After snapping a few shots of the hotel I turned around and walked south on Spadina Crescent, past the grand old Delta Bessborough, and along the riverbank to Rotary Park.
I walked over the First Avenue Bridge and caught a few heats of the Dragon Boat Races from high atop the bridge before descending into the leafy neighbourhood that lies in the shadow of the bridge.
Saskatchewan Crescent West is clearly one of the finer streets in the city and I followed it southward until I found what I believe was the former home of Central Program’s founder, Urban (Don) Donlevy. If it’s not the Donlevy home, it’s very close as I remember Don and Helen’s home as being a very traditional two-story, centre-hall plan in white with a red door and looking very much like Ward and June Cleaver’s.

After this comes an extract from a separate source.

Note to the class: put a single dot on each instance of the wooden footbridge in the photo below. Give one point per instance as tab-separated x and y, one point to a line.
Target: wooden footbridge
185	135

After walking another 20 minutes I emerged from the full canopy of trees to find the main gates of Prairieland Exhibition and Marquis Downs. There was no security guard at the backstretch entrance so rather than having to lie and scheme to gain admission, I just walked in. It quickly became obvious that the races had been canceled. A sign on the grandstand door blamed “unsafe track conditions”.
Sadly, not much has changed at Marquis Downs. The backstretch was built on the lowest part on the property and it was as wet and muddy after a simple morning rain as I remember it being in the spring of ‘82 when I first landed in town and we got two feet of snow in early May and a final dump on May 30th!
I had a chance to walk up and down some of the dryer shedrows and had a good long chat with this group of palomino lead ponies. They had the night off but I felt sorry for them being cooped up in a stall on a Saturday night.
After splashing around in a shallow puddle for a few minutes I managed to get most of the mud off my hiking boots and deemed myself presentable enough for admission to the on-site sports bar.
There were about 100 raucous patrons watching CFL action in the main bar area and about 20 middle-aged to elderly gentlemen taking in some simulcast horse racing in the OTB area. They didn’t make a sound. And since there was no volume on any of the TVs, I could hear the customers calling their bets to the pair of live tellers. Del Mar seemed to be getting the most action with a smattering of punters playing Mohawk and Assiniboia Downs.
I downed my Pilsner in peace. I was kind of relieved that nobody recognized me as I didn’t want to explain that I had left a job at Mohawk and was now homeless, unshaven for a day, and caked in mud. I doubt that many of them would have believed it was my own decision.